Большой Боб (Сименон) - страница 71

Меня так и подмывало швырнуть ей в лицо правду: пусть узнает, как жестока реальность, каков истинный наш облик — и ее, и мой. Может быть, напрасно мы все скрываем. Но, по справедливости, тогда надо было бы с самого начала не оставлять нашим женам никаких иллюзий.

Сойдясь с Люлю, Боб принял на себя ответственность за нее. Он никогда не говорил ей высоких слов. Даже о любви не говорил. Просто взял за руку, словно ребенка, словно девочку, какой она, в сущности, и была, и Люлю, сперва удивившись, что он, такой взрослый и умный, снизошел до нее, доверилась ему и поверила в жизнь.

Сейчас я завидовал им обоим. Я начал понимать ту атмосферу легкости, которая царила у них в доме. Они не придавали значения тому, что несущественно; вот почему люди вроде меня приходили в ателье на улицу Ламарка набираться жизненных сил.

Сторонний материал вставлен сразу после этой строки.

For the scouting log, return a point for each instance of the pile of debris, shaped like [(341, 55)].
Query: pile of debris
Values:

И нет ничего странного в непрямом пути от мечты о мехаристе через заводы Ситроена к монмартрским бистро. Это все равно, как если бы Боб сперва метил слишком высоко, потом слишком низко, чтобы наконец остановиться на золотой середине.

Неудачник — сколько раз я это слышал после его смерти! Да, неудачник, но неудачник трезвый, сознательный, сам выбравший свой путь. Он внезапно обрел в моих глазах некое величие.

Сперва он хотел стать святым в пустыне, потом обездоленным среди обездоленных, остановился же на том, что просто старался — он сам так сказал сестре — сделать счастливым одного-единственного человека.

«Если бы каждый…»

Он стыдился своего происхождения, культуры, они мешали ему точно так же, как унаследованные от матери деньги, от которых он поспешил избавиться, а еще раньше ему мешало, что отец у него — важная персона.

«Умора!» — бросал он с неизменной не старящейся улыбкой, и не было в ней ни язвительности, ни горечи.

И все-таки разве я не подмечал в ней тени тоски?

— Куда это ты? — спросила жена.

Я проехал мимо дома и направлялся в сторону Монмартра.

— Уж не собираешься ли ты и вправду нагрянуть к…?

— Нет. Хочу выпить пива.

Кружку пива на Монмартре, на террасе кафе «Сирано», находящегося на углу улицы Лепик, которую Боб когда-то определил как самую человечную в мире; оттуда видна маленькая гостиница, где они жили с Люлю.

— Официант, две кружки пива!

— Я не хочу пива.

— А что будешь?

— Ничего. Сегодня вечером мы достаточно выпили.

— Тогда одну кружку.

Мы сидели молча, наблюдая за толпой, текущей по тротуару, ныряющей то из темноты в свет, то из света в темноту.

В конце концов, чувствуя угрызения совести, я неуверенно проговорил:

— Послушай, ну почему ты так сурово судишь всех, кто не похож на тебя?